Signs of a Stroke

Every year, close to 800,000 people in the U.S. have strokes. About 75% are first-time strokes, which means conversely that one in four strokes is a repeat stroke, which often leads to a worse outcome.

Stroke is the fifth-leading cause of death in the U.S. and a leading cause of long-term disability, which means that all Americans should learn how to recognize the causes and warning signs in order to limit permanent damage.

Contributory factors for a stroke

According to the American Stroke Association, 80% of strokes are preventable. Conditions that contribute to strokes include:

  • High blood pressure

  • Heart disease

  • High cholesterol

  • Atrial fibrillation

  • Poor diet and nutrition

  • Diabetes

  • Cigarette smoking

  • Excessive alcohol use

  • Inactivity

  • Obesity

It’s important to note that about 1/3 of people hospitalized for strokes are under the age of 65. If you have any of these conditions, whatever your age, talk to your doctor about how you can improve your health to decrease your risk of having a stroke.

Signs to watch for

Different signs can occur depending on the type of stroke and the location that is affected. If a stroke is on the right side of the brain you may experience weakness and/or numbness on the left side of your body, or neglect of the left side. A stroke on the left side of your brain may cause weakness or paralysis on the right side of your body, slurred speech, trouble getting words out, or understanding others.

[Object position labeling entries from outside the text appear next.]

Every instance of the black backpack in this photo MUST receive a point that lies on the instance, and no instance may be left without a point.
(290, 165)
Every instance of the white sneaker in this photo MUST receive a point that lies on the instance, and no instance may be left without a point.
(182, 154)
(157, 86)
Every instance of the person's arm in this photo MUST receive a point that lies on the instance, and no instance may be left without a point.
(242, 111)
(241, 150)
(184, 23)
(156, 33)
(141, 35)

Other symptoms can include sagging on one side of the face, confusion, trouble seeing in one eye or on the same side in both eyes, trouble walking, loss of balance or coordination, or dizziness, or a sudden very severe headache for no apparent reason.

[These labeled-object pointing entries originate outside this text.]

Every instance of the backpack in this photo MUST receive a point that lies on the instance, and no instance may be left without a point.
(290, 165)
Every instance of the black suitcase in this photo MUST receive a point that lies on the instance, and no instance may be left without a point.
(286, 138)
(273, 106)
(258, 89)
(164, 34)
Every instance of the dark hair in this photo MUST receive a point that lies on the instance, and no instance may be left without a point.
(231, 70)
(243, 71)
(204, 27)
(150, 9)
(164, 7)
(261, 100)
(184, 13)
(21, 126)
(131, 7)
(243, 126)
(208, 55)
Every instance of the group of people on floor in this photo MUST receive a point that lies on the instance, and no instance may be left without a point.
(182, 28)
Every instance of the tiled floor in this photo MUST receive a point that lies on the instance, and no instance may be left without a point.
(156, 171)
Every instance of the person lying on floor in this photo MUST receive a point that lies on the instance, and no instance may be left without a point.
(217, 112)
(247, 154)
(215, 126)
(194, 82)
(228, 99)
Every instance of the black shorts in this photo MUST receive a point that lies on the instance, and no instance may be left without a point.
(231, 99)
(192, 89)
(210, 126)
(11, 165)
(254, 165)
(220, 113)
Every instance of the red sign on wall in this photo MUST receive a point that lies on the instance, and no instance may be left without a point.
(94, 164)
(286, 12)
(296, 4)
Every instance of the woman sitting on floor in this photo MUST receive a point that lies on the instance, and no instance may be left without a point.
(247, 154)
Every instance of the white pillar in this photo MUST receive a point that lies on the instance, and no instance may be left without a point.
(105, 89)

Except for the last symptom, strokes are very often painless, which causes many patients to ignore symptoms, thinking they will go away. This is a terrible mistake. The damage can be extreme with each minute that goes by without treatment; two million brain cells can die every minute when blood flow is interrupted.

Frequently, it is not the person having a stroke who notices the symptoms, but usually a spouse or someone else nearby who notices slurred speech, confusion, or a side of the face that does not move properly. If you see any of these signs in another person, call 911 right away.

Interestingly, a study reported on the CDC website found that 93% of stroke victims noticed sudden weakness or numbness, especially on one side. This was by far the most common symptom, and something a stroke victim may be able to immediately recognize, prompting the person to call 911 for help. Other major symptoms were confusion or trouble speaking (87%), sudden trouble walking/imbalance/dizziness (83%), sudden trouble seeing in one or both eyes (69%), and severe headache with no known cause (60%).

One consistent factor with all warning signs is that they come on very suddenly. Most of us, don’t want to consider the possibility that something serious could be happening. And some might be hesitant to react quickly, out of fear of being wrong and maybe looking silly. Absolutely reject such thoughts when they come to mind. If you suddenly experience any of these symptoms, immediately call 911. Quick medical attention within the first couple of hours can often prevent long-term damage and permanent disability.